A história mostra Adam, estudante com esquizofrenia paranoica acompanhada de alucinações que testa nova droga.
Peculiaridade de 'Palavras nas Paredes do Banheiro' (2020, youtube): foi dos primeiros filmes a entrar em cartaz após lockdowns da pandemia. Teve ampla distribuição a partir de 21/8/2020. Por suposto, a arrecadação financeira despencou – não atingiu US$ 1 milhão.

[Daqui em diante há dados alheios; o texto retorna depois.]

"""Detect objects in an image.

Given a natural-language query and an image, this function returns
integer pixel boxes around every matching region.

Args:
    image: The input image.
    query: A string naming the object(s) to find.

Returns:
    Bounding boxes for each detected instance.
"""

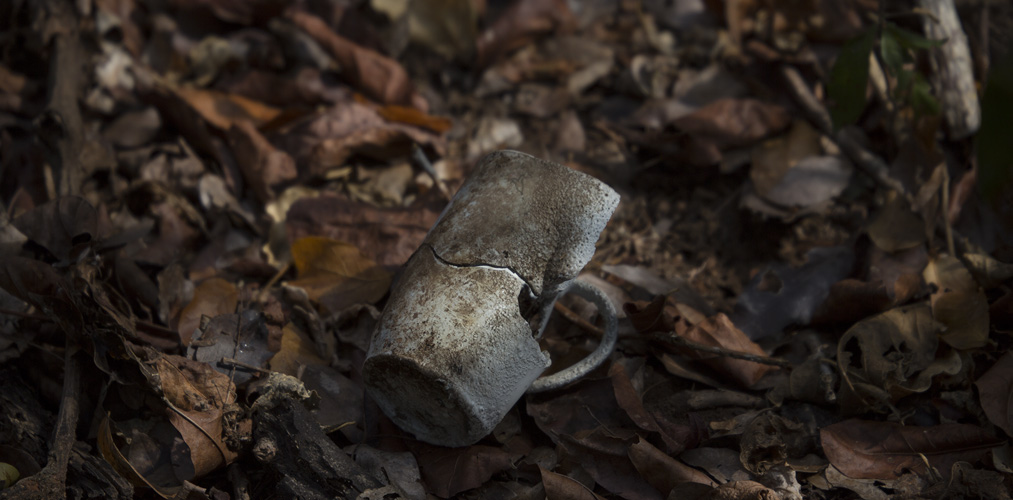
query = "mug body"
[363,151,619,446]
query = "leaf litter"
[0,0,1013,499]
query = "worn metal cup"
[363,151,619,446]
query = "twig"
[219,357,270,373]
[411,144,452,201]
[4,344,81,498]
[651,332,791,369]
[781,65,915,206]
[35,0,86,194]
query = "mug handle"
[528,279,619,394]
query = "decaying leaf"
[286,195,444,266]
[176,277,239,345]
[923,255,989,349]
[867,193,926,253]
[673,98,791,148]
[837,303,961,411]
[538,467,604,500]
[288,10,427,108]
[820,419,1002,479]
[975,352,1013,436]
[289,236,391,313]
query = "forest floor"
[0,0,1013,500]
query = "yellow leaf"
[922,255,989,349]
[270,322,327,377]
[289,236,391,313]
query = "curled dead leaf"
[289,236,391,314]
[820,419,1003,480]
[837,303,961,411]
[922,255,989,349]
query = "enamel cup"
[363,151,619,446]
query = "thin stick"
[4,342,81,498]
[219,357,270,373]
[651,332,791,369]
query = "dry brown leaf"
[272,101,444,176]
[412,441,514,498]
[629,438,717,493]
[681,313,777,388]
[228,121,298,203]
[820,419,1003,480]
[289,236,391,314]
[866,192,926,253]
[975,351,1013,436]
[923,255,989,349]
[173,87,282,131]
[176,277,239,345]
[673,98,791,148]
[837,304,961,411]
[477,0,576,67]
[378,104,454,134]
[154,355,238,479]
[538,467,605,500]
[269,323,327,377]
[286,195,444,266]
[288,10,428,111]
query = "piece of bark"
[253,396,385,500]
[916,0,982,140]
[0,348,81,500]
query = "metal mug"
[363,151,619,446]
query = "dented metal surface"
[363,151,619,446]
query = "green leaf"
[883,22,946,51]
[827,28,876,129]
[879,30,905,75]
[976,52,1013,206]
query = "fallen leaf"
[287,10,428,110]
[837,303,961,411]
[629,438,717,493]
[750,118,823,201]
[153,355,239,480]
[186,309,278,384]
[378,103,453,134]
[228,121,298,203]
[286,195,445,266]
[412,442,514,498]
[176,277,239,345]
[673,98,791,149]
[12,196,99,260]
[538,467,605,500]
[975,351,1013,436]
[269,323,327,377]
[609,362,693,455]
[923,255,989,349]
[96,414,181,498]
[866,191,926,253]
[476,0,576,67]
[731,246,855,340]
[215,67,352,107]
[353,444,425,500]
[820,419,1002,480]
[272,101,444,176]
[559,426,665,500]
[407,0,485,60]
[172,86,282,131]
[289,236,391,314]
[682,313,777,388]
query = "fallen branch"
[2,340,81,500]
[35,0,86,197]
[651,332,792,369]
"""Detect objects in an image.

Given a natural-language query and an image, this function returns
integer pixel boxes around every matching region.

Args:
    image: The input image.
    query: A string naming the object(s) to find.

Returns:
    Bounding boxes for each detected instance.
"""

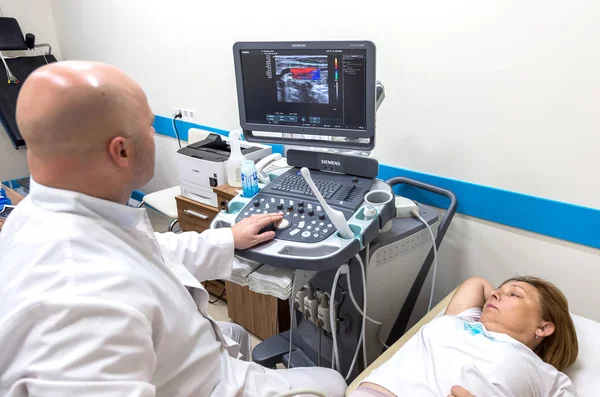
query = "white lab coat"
[0,180,318,397]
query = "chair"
[138,186,181,232]
[0,17,56,149]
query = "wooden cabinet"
[175,196,219,233]
[176,185,290,339]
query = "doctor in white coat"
[0,62,346,397]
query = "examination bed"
[346,291,600,397]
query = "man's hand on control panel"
[231,213,283,250]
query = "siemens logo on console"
[321,160,342,167]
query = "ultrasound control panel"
[236,168,373,243]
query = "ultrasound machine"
[211,41,456,380]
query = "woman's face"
[481,281,547,345]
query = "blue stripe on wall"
[154,115,284,155]
[154,116,600,249]
[378,164,600,248]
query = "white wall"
[52,0,600,320]
[0,0,60,181]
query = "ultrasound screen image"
[275,55,329,104]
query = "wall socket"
[173,107,196,123]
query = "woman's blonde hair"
[502,276,579,371]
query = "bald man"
[0,62,346,397]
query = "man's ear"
[108,136,131,168]
[535,321,554,338]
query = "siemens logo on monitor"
[321,159,342,167]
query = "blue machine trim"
[131,190,146,201]
[154,115,284,155]
[0,179,19,189]
[154,116,600,249]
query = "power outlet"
[173,107,196,124]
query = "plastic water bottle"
[225,131,247,187]
[242,160,258,198]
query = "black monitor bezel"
[233,40,377,148]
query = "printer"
[177,133,272,207]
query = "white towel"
[231,255,261,287]
[247,265,294,299]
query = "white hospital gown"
[365,308,576,397]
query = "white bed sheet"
[564,314,600,397]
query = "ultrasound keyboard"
[236,168,373,243]
[273,174,342,200]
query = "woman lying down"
[351,277,578,397]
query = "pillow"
[564,314,600,397]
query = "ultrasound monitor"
[233,41,376,150]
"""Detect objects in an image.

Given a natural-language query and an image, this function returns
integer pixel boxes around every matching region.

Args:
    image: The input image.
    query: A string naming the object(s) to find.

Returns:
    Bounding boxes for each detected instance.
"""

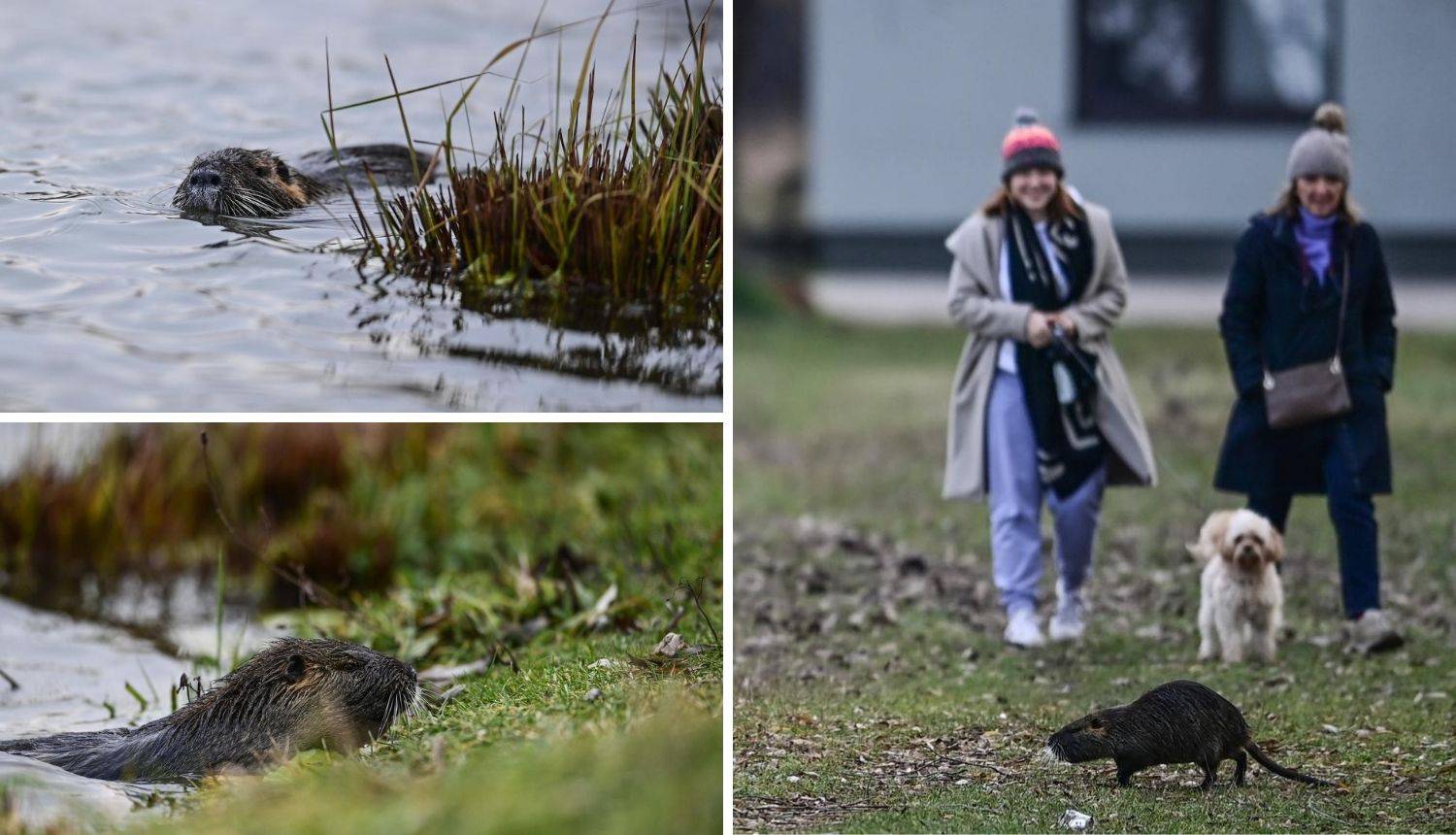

Bem dirigido pelo alemão Thor Freudenthal ('Diário de um Banana', 2010, 'Pearcy Jackson', 2013) e roteirizado por Nick Naveda, teve como base o livro homônimo de Julia Walton.
A história mostra Adam, estudante com esquizofrenia paranoica acompanhada de alucinações que testa nova droga que promete esconder sintomas. Ele descobre os problemas ao ter surto psicótico e queimar acidentalmente o braço do colega de classe. No começo, para 'distrair', o jovem se concentra na culinária, hobby que o acalma (tem sonho de ser chef). Seus amigos imaginários (Rebecca, hippie, Joaquin, com tendências obscenas, e o Guarda-Costas, sujeito violento) e a voz sombria e ameaçadora que representa medos em relação ao desconhecido, temperam a obra de forma a ambientar o espectador no mundo do jovem, talvez até confundir o público, tal qual 'Uma Mente Brilhante' (2001).
Adam se transfere a um colégio católico e conhece Maya, melhor aluna da turma. A dupla faz amizade rápido. O cotidiano mostra que a moça faz bem a ele, que, por sua vez, não revela o diagnóstico por receio de estigmatização. O longa, usado em aulas do curso de Psicologia, é exaltado por não demonizar a esquizofrenia e tampouco o rapaz e inserir bom polimento à personalidade dele, mostrando empatia.
'Palavras nas Paredes do Banheiro' é sensível ao exibir as crises e, sem dramatizar, suaviza o sofrimento de Adam. Outro ponto a favor é escancarar 2 perigos: automedicação (ele faz isso no começo) e a interrupção, após receituário médico, dos remédios por conta própria (o rapaz toma a decisão quando vai trabalhar num restaurante e percebe que o paladar está alterado pelos medicamentos). A consequência, claro, é a piora na saúde. Duração: 111 minutos. Cotação: bom.